Jika memang begitu, maka aku bertanya kembali pada semesta yang diam: Apakah semua pertemuan adalah kutukan? Ataukah hanya cara lain bagi takdir untuk menunjukkan bahwa beberapa cahaya memang harus tetap berjarak agar maknanya tidak hilang? Jika bulan dan matahari bisa berbicara, apakah mereka akan menerima nasib mereka dengan ikhlas, ataukah mereka juga berandai-andai tentang bagaimana rasanya berada dalam satu langit tanpa ada yang menghalangi? Mungkin, akhirnya, ini bukan lagi tentang mereka. Ini tentang aku. Aku yang bertanya-tanya, apakah aku akan terus menjadi bulan yang bercahaya dari pantulan orang lain, ataukah aku bisa menjadi matahari untuk diriku sendiri? Atau barangkali, seperti bulan yang tetap mengikuti orbitnya, aku akan terus menjalani takdir ini—menerangi orang yang tidak aku cintai, dan mencintai seseorang yang tidak akan pernah benar-benar bisa kusentuh.
Ataukah justru, dalam setiap pertemuan yang jaraknya tak kasat mata ini, aku menemukan alasan untuk terus bercahaya, walau hanya sebagai bias cahaya orang lain? Jika bulan dapat bersinar meski bukan miliknya sendiri, maka mungkinkah aku juga bisa bahagia meskipun hanya sebagai pantulan dari kebahagiaan yang bukan milikku? Ataukah dalam ketidakterjangkauan ini, aku justru menemukan kenyataan bahwa ketidakmungkinan bukanlah akhir dari segalanya, melainkan sebuah cara lain untuk tetap memiliki, meskipun tanpa harus menggenggam?
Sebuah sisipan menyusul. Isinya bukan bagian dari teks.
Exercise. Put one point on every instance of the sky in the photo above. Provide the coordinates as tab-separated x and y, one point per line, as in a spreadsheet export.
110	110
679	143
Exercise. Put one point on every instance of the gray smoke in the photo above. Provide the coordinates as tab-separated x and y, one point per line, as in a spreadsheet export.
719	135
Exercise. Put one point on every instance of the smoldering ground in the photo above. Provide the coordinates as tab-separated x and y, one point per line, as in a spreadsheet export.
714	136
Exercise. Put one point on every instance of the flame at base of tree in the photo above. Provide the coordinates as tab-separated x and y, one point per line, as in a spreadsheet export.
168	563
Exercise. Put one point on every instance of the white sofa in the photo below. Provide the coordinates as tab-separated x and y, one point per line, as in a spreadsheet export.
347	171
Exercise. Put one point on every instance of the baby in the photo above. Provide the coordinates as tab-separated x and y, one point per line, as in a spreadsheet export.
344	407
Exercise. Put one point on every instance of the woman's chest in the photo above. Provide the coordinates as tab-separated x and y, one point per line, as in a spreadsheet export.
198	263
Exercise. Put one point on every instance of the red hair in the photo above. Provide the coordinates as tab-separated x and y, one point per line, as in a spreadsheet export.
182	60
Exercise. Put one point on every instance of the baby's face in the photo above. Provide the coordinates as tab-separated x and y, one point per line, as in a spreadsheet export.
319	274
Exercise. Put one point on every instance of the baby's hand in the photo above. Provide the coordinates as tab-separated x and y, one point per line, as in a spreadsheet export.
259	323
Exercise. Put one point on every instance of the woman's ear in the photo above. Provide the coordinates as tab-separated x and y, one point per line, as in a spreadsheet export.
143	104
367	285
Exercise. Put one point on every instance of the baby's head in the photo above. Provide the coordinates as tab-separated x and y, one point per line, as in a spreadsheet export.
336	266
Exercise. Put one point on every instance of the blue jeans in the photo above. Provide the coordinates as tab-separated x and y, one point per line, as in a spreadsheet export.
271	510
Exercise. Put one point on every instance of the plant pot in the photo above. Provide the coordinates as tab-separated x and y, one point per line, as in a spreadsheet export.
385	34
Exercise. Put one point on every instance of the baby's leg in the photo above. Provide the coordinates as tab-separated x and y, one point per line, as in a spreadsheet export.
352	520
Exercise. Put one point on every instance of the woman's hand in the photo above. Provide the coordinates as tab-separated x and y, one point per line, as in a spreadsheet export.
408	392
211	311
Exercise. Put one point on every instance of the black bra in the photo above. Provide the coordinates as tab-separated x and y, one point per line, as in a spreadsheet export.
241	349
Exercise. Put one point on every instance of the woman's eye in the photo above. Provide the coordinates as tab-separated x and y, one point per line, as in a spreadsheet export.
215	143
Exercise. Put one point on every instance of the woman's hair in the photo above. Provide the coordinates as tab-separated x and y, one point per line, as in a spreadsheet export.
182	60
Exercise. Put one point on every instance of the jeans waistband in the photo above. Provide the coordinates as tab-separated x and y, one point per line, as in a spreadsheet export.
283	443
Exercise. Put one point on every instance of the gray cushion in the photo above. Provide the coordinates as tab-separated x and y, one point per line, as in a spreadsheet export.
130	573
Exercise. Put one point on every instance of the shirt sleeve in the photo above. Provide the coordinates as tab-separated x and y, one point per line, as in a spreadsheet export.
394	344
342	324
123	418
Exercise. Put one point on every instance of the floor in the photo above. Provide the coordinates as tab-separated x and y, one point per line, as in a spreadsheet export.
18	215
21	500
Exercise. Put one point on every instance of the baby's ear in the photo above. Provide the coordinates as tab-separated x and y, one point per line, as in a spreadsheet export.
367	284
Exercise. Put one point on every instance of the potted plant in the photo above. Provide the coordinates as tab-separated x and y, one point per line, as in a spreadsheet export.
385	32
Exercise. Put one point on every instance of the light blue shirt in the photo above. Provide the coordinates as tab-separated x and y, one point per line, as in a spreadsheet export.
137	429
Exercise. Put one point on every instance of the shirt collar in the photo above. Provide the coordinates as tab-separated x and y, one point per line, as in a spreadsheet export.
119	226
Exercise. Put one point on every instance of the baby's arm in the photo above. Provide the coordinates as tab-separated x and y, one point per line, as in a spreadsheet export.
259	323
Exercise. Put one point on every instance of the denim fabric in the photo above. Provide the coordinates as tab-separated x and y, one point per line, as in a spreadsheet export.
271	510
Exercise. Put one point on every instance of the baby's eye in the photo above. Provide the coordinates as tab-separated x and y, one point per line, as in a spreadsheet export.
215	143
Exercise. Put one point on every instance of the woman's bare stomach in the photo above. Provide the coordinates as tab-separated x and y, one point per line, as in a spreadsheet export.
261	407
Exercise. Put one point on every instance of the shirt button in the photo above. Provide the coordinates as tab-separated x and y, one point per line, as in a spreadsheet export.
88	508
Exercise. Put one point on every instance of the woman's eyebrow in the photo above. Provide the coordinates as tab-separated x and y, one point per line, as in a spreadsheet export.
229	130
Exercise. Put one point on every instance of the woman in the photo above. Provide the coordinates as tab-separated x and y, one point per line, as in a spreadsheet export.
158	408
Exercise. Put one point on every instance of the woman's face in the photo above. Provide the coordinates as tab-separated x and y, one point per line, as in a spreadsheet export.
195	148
Mungkin, seperti matahari yang tetap hangat bagi bumi, atau bulan yang tetap bercahaya meskipun tak menyentuhnya secara langsung, aku hanya perlu menerima bahwa ada bentuk cinta yang tak harus memiliki, dan ada keberadaan yang tetap berarti meskipun tanpa kebersamaan. Jadi, pada intinya, kata-kata yang membuatku tenang pada sore ini atau setidaknya sebelum aku mandi adalah, Kadang, yang paling terang bukan yang paling dekat, tapi yang paling dirindukan dalam ketidakhadirannya.
"Tak semua yang indah harus bersama, karena beberapa hal justru lebih bermakna dalam ketidakterjangkauan."